In R the transformation to the vector space would look like this:

library(tm)

shortDesc = all$Headline
    longDesc = all$Abstract

corpus = Corpus(VectorSource(c(shortDesc, longDesc)))
corpus = tm_map(corpus, tolower)
corpus = tm_map(corpus, PlainTextDocument)
corpus = tm_map(corpus, removePunctuation)
corpus = tm_map(corpus, removeWords, stopwords("english"))
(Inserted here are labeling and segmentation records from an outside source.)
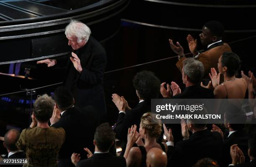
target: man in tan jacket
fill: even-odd
[[[206,22],[202,27],[202,32],[199,36],[202,45],[206,47],[204,52],[200,53],[197,50],[197,40],[189,34],[187,37],[189,50],[193,54],[194,58],[202,62],[205,67],[203,78],[208,78],[208,74],[210,72],[211,68],[215,68],[218,70],[218,59],[225,52],[231,52],[228,45],[223,43],[221,40],[224,34],[224,27],[220,22],[211,21]],[[179,54],[179,60],[176,66],[181,72],[182,68],[182,62],[186,59],[183,48],[177,42],[177,46],[169,39],[171,48],[175,52]]]

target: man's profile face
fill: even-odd
[[[202,33],[199,35],[201,43],[204,46],[206,46],[213,42],[213,35],[209,29],[204,26],[202,30]]]
[[[77,37],[75,36],[66,36],[67,39],[69,40],[68,43],[69,46],[71,46],[72,48],[74,50],[77,50],[83,47],[85,42],[83,40],[82,42],[78,43],[77,42]]]

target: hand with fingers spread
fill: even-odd
[[[140,136],[139,134],[136,133],[137,126],[136,125],[132,125],[131,127],[128,129],[128,134],[127,134],[127,145],[132,147],[134,143]]]
[[[171,82],[171,89],[172,91],[172,95],[173,96],[181,93],[181,90],[179,88],[179,86],[174,82]]]
[[[209,83],[208,83],[208,85],[207,86],[205,86],[204,84],[202,83],[202,82],[201,82],[201,86],[202,87],[204,87],[205,88],[210,89],[211,87],[211,84],[212,84],[212,82],[211,81],[209,81]]]
[[[81,73],[83,69],[81,66],[80,59],[79,59],[77,55],[74,52],[72,52],[71,54],[72,55],[72,57],[70,57],[70,60],[73,62],[74,67],[77,71]]]
[[[165,124],[164,124],[164,135],[166,136],[166,140],[167,142],[173,142],[174,141],[174,139],[173,138],[173,136],[172,135],[172,129],[171,128],[169,129],[169,130],[167,130],[167,127],[166,127],[166,126],[165,126]]]
[[[182,135],[184,140],[187,140],[189,138],[189,134],[188,131],[188,128],[187,125],[186,123],[186,122],[184,119],[181,120],[180,125],[182,127]]]
[[[52,60],[47,59],[42,60],[38,61],[36,64],[43,64],[45,63],[47,65],[48,67],[53,66],[57,63],[57,61],[56,60]]]
[[[80,158],[81,157],[80,157],[80,154],[79,154],[74,153],[71,155],[71,161],[72,161],[73,164],[74,165],[76,166],[77,162],[80,161]]]
[[[50,118],[50,122],[51,125],[53,125],[60,120],[60,111],[56,107],[56,105],[54,105],[54,111],[52,113],[52,115],[51,118]]]
[[[177,45],[177,46],[174,44],[173,44],[172,42],[172,40],[169,39],[169,43],[170,43],[170,46],[171,46],[171,48],[174,52],[177,53],[178,55],[184,55],[184,50],[183,49],[183,47],[180,45],[179,43],[178,42],[176,42]]]
[[[90,158],[92,156],[92,155],[93,155],[93,154],[91,150],[90,150],[88,148],[84,148],[84,150],[88,153],[88,154],[87,155],[87,157],[88,158]]]
[[[169,84],[166,85],[167,90],[164,88],[166,82],[163,82],[160,85],[160,92],[164,97],[170,97],[172,96],[171,88]]]
[[[115,105],[115,106],[119,111],[125,111],[126,106],[125,106],[125,102],[122,98],[116,94],[112,94],[112,101]]]
[[[36,127],[37,125],[37,121],[36,120],[36,117],[35,117],[34,112],[32,112],[32,115],[31,115],[31,118],[32,119],[32,122],[31,122],[29,127],[30,127],[30,128],[32,129]]]
[[[131,108],[128,105],[128,102],[127,102],[124,97],[123,96],[121,96],[121,98],[122,99],[122,100],[124,102],[125,106],[125,110],[131,110]]]
[[[217,72],[214,68],[211,68],[211,73],[209,73],[209,75],[211,78],[212,86],[215,87],[220,85],[220,73],[217,73]]]
[[[223,139],[224,137],[224,134],[222,130],[221,130],[220,128],[214,124],[212,124],[212,129],[211,130],[211,132],[218,132],[220,133]]]
[[[188,43],[189,47],[191,53],[193,54],[194,56],[196,56],[198,54],[197,52],[197,40],[195,40],[191,35],[189,34],[187,37],[187,40]]]

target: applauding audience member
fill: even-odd
[[[93,150],[92,141],[99,119],[92,107],[82,109],[74,106],[71,92],[64,87],[56,89],[54,98],[55,107],[50,120],[51,126],[63,128],[66,134],[65,142],[59,154],[58,166],[72,166],[70,156],[73,152],[79,154],[83,160],[86,158],[86,154],[83,148]]]
[[[205,110],[202,114],[206,114]],[[175,147],[172,130],[164,128],[164,133],[169,142],[167,156],[168,167],[190,167],[202,158],[209,157],[217,161],[220,159],[223,141],[221,135],[216,132],[211,132],[206,128],[207,121],[187,120],[182,122],[182,141],[178,142]],[[192,134],[189,136],[188,130]]]
[[[152,148],[147,153],[147,167],[165,167],[167,155],[161,149]]]
[[[204,47],[207,47],[204,52],[200,53],[197,50],[197,40],[190,35],[187,37],[189,50],[193,54],[193,57],[201,62],[204,67],[204,78],[210,72],[211,68],[217,69],[218,59],[224,52],[231,52],[231,50],[228,45],[222,42],[222,37],[224,32],[223,25],[217,21],[211,21],[206,22],[203,26],[202,32],[200,34],[201,43]],[[179,60],[176,66],[181,72],[182,68],[182,61],[186,58],[183,48],[179,42],[176,46],[169,39],[171,48],[174,52],[179,55]]]
[[[48,125],[54,102],[45,94],[38,97],[33,105],[32,122],[29,128],[22,131],[16,145],[26,150],[29,159],[25,166],[56,167],[57,156],[65,141],[65,131]]]
[[[164,87],[165,82],[162,83],[160,92],[163,97],[176,99],[213,98],[213,93],[211,90],[200,85],[204,74],[204,66],[202,62],[192,58],[188,58],[183,61],[183,64],[182,81],[186,88],[182,92],[179,86],[172,82],[170,87],[169,84],[167,85],[166,90]],[[173,92],[172,97],[171,90]]]
[[[236,74],[240,68],[241,61],[237,55],[232,52],[225,52],[219,58],[218,74],[215,68],[211,69],[209,75],[214,87],[214,96],[218,99],[243,99],[247,85],[244,79],[237,78]],[[220,74],[224,81],[220,85]]]
[[[141,117],[139,133],[136,130],[136,125],[129,128],[126,149],[124,155],[128,167],[146,167],[147,152],[152,148],[158,148],[165,152],[167,150],[165,143],[156,142],[156,139],[161,134],[161,120],[156,118],[155,115],[147,112]],[[144,139],[145,144],[141,138]],[[136,141],[138,147],[133,147]]]
[[[80,160],[80,155],[73,153],[71,157],[73,163],[77,167],[125,167],[125,160],[123,157],[114,156],[109,152],[115,141],[115,133],[107,123],[99,126],[94,135],[93,144],[95,152],[92,154],[87,148],[89,154],[87,160]]]

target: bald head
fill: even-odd
[[[147,154],[147,167],[165,167],[167,159],[166,153],[161,149],[152,148]]]
[[[20,132],[15,129],[11,129],[5,133],[4,145],[8,151],[13,151],[18,150],[16,142],[20,135]]]

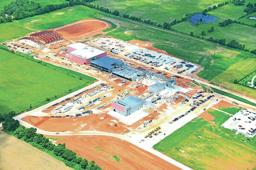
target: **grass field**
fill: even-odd
[[[219,108],[219,109],[234,115],[239,111],[241,109],[239,107],[220,107]]]
[[[96,80],[49,64],[43,65],[2,49],[0,60],[1,113],[19,113],[29,109],[30,104],[36,107],[49,102],[45,101],[47,98],[56,100]]]
[[[249,17],[256,17],[256,14],[254,13],[254,14],[250,14],[248,16],[246,16],[245,17],[244,17],[241,19],[237,20],[237,21],[241,21],[242,23],[243,22],[250,26],[254,26],[255,24],[256,24],[256,19],[250,19],[249,18]]]
[[[165,21],[179,20],[186,14],[202,12],[206,8],[225,2],[223,0],[96,0],[91,4],[108,8],[111,11],[117,10],[122,16],[129,14],[162,24]]]
[[[243,65],[240,65],[240,64],[243,64],[246,60],[254,62],[254,59],[256,57],[249,53],[221,47],[216,44],[202,39],[122,17],[116,17],[81,5],[67,8],[13,23],[0,24],[0,30],[4,30],[4,33],[0,35],[0,41],[16,38],[19,36],[24,36],[36,30],[49,29],[92,18],[102,18],[117,26],[117,29],[107,32],[108,35],[125,41],[136,39],[152,41],[154,42],[154,47],[165,50],[171,55],[201,65],[204,69],[200,72],[199,76],[209,80],[221,75],[227,70],[228,71],[229,69],[232,70],[231,66],[236,65],[242,68]],[[207,29],[209,28],[210,27]],[[10,30],[12,31],[8,31]],[[159,35],[161,35],[161,37]],[[223,61],[225,61],[225,63],[222,62]],[[253,65],[250,64],[248,68],[251,68]],[[247,70],[250,70],[247,68]],[[242,73],[242,76],[247,73],[245,71],[247,71],[245,70],[245,72]],[[245,91],[243,88],[237,89],[237,85],[234,85],[234,80],[231,81],[231,78],[230,78],[230,81],[229,79],[226,81],[224,78],[220,78],[219,81],[214,79],[214,83],[225,84],[224,87],[228,88],[230,86],[230,89],[236,90],[238,92]],[[248,91],[250,90],[248,90]],[[253,95],[251,93],[248,94]]]
[[[249,75],[247,76],[245,78],[241,81],[239,81],[238,83],[241,84],[241,85],[244,85],[245,86],[249,86],[249,85],[251,85],[251,84],[248,84],[248,82],[251,82],[252,80],[252,78],[256,76],[256,72],[255,71],[251,73],[251,74],[249,74]],[[254,82],[253,82],[253,84],[254,86],[256,86],[256,79],[254,81]],[[255,87],[254,87],[254,90],[256,90]]]
[[[220,126],[229,116],[218,111],[208,112],[214,123],[196,118],[153,147],[195,169],[256,168],[255,138],[246,142],[241,140],[244,136]]]
[[[185,21],[173,26],[172,28],[188,34],[192,32],[194,35],[205,38],[212,37],[214,39],[225,39],[226,44],[232,40],[236,40],[240,44],[244,44],[246,48],[251,50],[256,49],[256,44],[254,43],[256,41],[256,36],[254,36],[256,28],[235,23],[222,27],[219,26],[219,21],[217,20],[216,22],[196,26],[193,26],[188,21]],[[214,31],[207,32],[208,30],[212,26],[214,27]],[[206,32],[206,35],[200,35],[203,31]]]
[[[256,98],[255,90],[234,83],[235,79],[239,80],[255,70],[255,65],[252,64],[256,63],[256,58],[252,58],[254,55],[250,55],[251,57],[248,57],[247,55],[243,53],[238,55],[236,57],[237,62],[217,77],[212,82],[226,89]]]
[[[64,163],[25,142],[0,133],[1,169],[72,169]]]

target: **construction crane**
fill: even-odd
[[[138,87],[140,87],[140,83],[141,82],[141,81],[140,81],[140,82],[139,83],[139,84],[138,84],[138,85],[137,85],[137,86],[136,87],[136,88],[138,88]]]

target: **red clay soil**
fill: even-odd
[[[237,105],[223,100],[221,100],[217,104],[213,106],[213,107],[217,109],[221,107],[238,107]]]
[[[59,137],[66,147],[103,169],[180,169],[178,167],[130,143],[104,136]],[[116,156],[120,162],[113,158]]]
[[[87,35],[92,36],[102,33],[102,30],[111,26],[104,21],[87,19],[50,30],[56,31],[64,37],[77,39]]]

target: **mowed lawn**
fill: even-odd
[[[120,15],[125,14],[131,16],[150,19],[158,24],[167,21],[171,22],[175,19],[179,20],[186,14],[201,13],[203,10],[212,7],[223,0],[96,0],[91,4],[108,8],[111,11],[116,10]]]
[[[214,123],[196,118],[154,145],[154,148],[195,169],[256,168],[255,138],[246,142],[241,140],[244,136],[220,126],[229,115],[216,110],[208,112],[212,115],[207,117]]]
[[[44,101],[47,98],[57,99],[96,80],[50,64],[44,66],[2,49],[0,67],[1,113],[14,111],[19,113],[29,109],[30,104],[38,107],[49,102]],[[80,77],[83,79],[79,79]]]

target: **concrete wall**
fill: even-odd
[[[81,58],[80,58],[76,55],[72,55],[70,54],[68,54],[65,56],[65,57],[70,60],[73,60],[76,62],[80,63],[81,64],[84,64],[84,63],[86,63],[86,64],[88,64],[90,63],[90,59],[85,60]]]
[[[99,58],[105,56],[107,56],[107,52],[104,52],[101,54],[97,55],[97,59],[99,59]]]

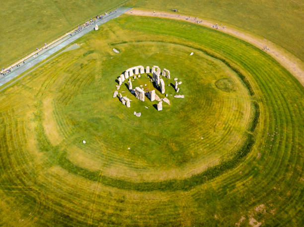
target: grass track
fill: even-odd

dtm = DocumentTermMatrix(corpus)
m1 = dtm[1:100, ]
m2 = dtm[101:150, ]

Here m1 is the document matrix for the short description and m2 is the matrix with long descriptions

And now you can use cosine for matching. I don't seem to be able to find an implementation of the cosine similarity function for the tm package, but luckily it's very easy to implement this function ourselves

library(slam)

cosine = function(m1, m2=m1) {
  norm_m1 = row_sums(m1 ^ 2)
  norm_m2 = row_sums(m2 ^ 2)

  cross = as.simple_triplet_matrix(sqrt(outer(norm_m1, norm_m2)))
  tcrossprod_simple_triplet_matrix(m1, m2) / cross
}

The tm library relies on the slam package for the sparse matrices implementation, so we can use it as well and avoid converting to the dense representation. It probably should be faster this way.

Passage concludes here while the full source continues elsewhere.